De leden van de SGP-fractie alsmede de leden van de CU-fractie hebben met belangstelling van het wetsvoorstel kennis genomen. Zij hebben er behoefte aan de regering enkele algemene vragen voor te leggen.

De leden van de fracties van D66 en OSF hebben met instemming kennis genomen van het wetsvoorstel. Zij stellen vast dat het voorstel beoogt om de rechtspositieregelingen van diverse ambtsdragers te harmoniseren. Deze leden stellen met tevredenheid vast dat het voorstel leidt tot een vermindering van de aanspraak op wachtgeld. Een en ander komt meer in lijn met uitkeringsrechten zoals deze voor werknemers gelden.

Doelstelling

Volgens de leden van de fractie van het CDA is het wetsvoorstel een uitvloeisel van het rapport van de Commissie Dijkstal. Het doel van de Commissie Dijkstal is mede geweest het meer aantrekkelijk maken van politieke functies teneinde een te eenzijdige samenstelling van vertegenwoordigende lichamen te voorkomen of te beperken. Het wetsvoorstel kan nauwelijks worden gezien als een verbetering van de positie van politieke ambtsdragers. Kan de regering nog eens helder de relatie tussen dit wetsvoorstel en het rapport Dijkstal uiteenzetten?
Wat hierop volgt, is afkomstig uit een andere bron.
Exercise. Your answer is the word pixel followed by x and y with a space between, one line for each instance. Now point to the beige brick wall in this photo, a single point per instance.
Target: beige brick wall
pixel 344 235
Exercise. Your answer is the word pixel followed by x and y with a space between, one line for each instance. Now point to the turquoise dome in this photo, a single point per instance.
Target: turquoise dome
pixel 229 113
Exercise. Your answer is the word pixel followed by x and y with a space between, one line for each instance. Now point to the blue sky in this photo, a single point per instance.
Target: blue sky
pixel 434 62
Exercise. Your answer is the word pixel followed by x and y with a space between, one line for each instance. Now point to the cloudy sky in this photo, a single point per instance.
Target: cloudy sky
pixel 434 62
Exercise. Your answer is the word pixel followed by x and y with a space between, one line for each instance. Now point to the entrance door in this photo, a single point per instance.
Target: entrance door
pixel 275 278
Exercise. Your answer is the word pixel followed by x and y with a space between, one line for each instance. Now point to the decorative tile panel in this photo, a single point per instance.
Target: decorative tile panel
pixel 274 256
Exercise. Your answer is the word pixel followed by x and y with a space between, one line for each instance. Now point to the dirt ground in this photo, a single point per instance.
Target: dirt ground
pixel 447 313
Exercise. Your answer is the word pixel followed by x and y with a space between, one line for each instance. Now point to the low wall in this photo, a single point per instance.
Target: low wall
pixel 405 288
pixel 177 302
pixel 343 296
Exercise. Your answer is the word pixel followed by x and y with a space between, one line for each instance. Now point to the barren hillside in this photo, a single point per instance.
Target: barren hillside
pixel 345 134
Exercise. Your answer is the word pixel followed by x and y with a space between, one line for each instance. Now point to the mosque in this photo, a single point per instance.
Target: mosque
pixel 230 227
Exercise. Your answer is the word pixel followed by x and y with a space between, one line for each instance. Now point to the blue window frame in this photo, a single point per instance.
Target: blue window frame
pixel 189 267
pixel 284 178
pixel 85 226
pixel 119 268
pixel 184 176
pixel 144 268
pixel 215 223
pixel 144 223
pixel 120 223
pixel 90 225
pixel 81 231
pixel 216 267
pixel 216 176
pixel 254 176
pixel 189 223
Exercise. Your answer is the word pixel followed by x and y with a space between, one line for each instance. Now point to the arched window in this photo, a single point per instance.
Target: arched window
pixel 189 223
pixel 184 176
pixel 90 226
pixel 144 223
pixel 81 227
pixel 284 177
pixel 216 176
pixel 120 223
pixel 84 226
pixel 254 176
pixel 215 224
Het verbaast de leden van de fractie van de VVD dat middels dit wetsontwerp zoveel afstand wordt genomen van de bedoelingen van de commissie Dijkstal. Immers de belangrijkste doelstellingen zijn het aantrekkelijk maken van politieke functies en het voorkomen van het gevaar van te eenzijdig samengestelde vertegenwoordigende lichamen. Door in dit wetsvoorstel te kiezen voor een gelijkstelling van de politieke ambtsdragers aan andere werknemers wordt wel op heel bijzondere wijze invulling gegeven aan de doelstellingen van de commissie Dijkstal zo betoogden deze leden. Kan de regering nog eens aangeven op welke wijze zij daadwerkelijk invulling wil geven aan de realisatie van de maatregelen die de commissie Dijkstal noodzakelijk achtte om de door haar gewenste doelstellingen te bereiken?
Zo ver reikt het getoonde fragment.